Exon position database

Use the script biomart/export_mart_exons.sh to download the exons file from Biomart.

Query:

<Query  virtualSchemaName = "default" formatter = "TSV" header = "1" uniqueRows = "1" count = "" datasetConfigVersion = "0.6" >
 <Dataset name = "hsapiens_gene_ensembl" interface = "default" >
  <Attribute name = "ensembl_gene_id" />
  <Attribute name = "exon_chrom_start" />
  <Attribute name = "exon_chrom_end" />
  <Attribute name = "ensembl_exon_id" />
  <Attribute name = "rank" />
 </Dataset>
</Query>

Then use biomart/init_db.sh to process the downloaded text file and create a SQLite3 DB.

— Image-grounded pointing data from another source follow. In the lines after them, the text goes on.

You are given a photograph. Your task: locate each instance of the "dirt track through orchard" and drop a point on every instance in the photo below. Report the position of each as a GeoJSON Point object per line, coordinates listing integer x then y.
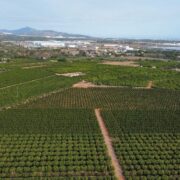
{"type": "Point", "coordinates": [107, 140]}
{"type": "Point", "coordinates": [26, 82]}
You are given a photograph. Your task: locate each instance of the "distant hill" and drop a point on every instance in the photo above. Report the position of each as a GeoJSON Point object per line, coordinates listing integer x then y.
{"type": "Point", "coordinates": [28, 31]}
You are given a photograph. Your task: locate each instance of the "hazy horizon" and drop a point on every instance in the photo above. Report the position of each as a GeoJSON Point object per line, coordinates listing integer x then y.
{"type": "Point", "coordinates": [135, 19]}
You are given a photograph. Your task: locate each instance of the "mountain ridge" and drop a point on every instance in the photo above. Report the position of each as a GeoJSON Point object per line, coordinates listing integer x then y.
{"type": "Point", "coordinates": [28, 31]}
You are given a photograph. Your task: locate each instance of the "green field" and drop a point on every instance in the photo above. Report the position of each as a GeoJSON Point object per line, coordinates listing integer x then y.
{"type": "Point", "coordinates": [146, 142]}
{"type": "Point", "coordinates": [15, 81]}
{"type": "Point", "coordinates": [52, 143]}
{"type": "Point", "coordinates": [49, 129]}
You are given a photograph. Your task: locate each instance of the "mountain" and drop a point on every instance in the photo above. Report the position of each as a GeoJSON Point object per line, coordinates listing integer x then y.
{"type": "Point", "coordinates": [28, 31]}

This DB uses the following schema:

CREATE TABLE exons (
  ensembl_gene_id varchar(30),
  exon_chrom_start int,
  exon_chrom_end int,
  ensembl_exon_id varchar(30),
  rank int
);

CREATE INDEX exon_gene_id on exons (ensembl_gene_id);

We are happy to share the resulting DB on request.

As SQLite is known to have issues with DB files stored on NFS shares, you can also use a MySQL database. Helpful scripts are provided in the biomart folder.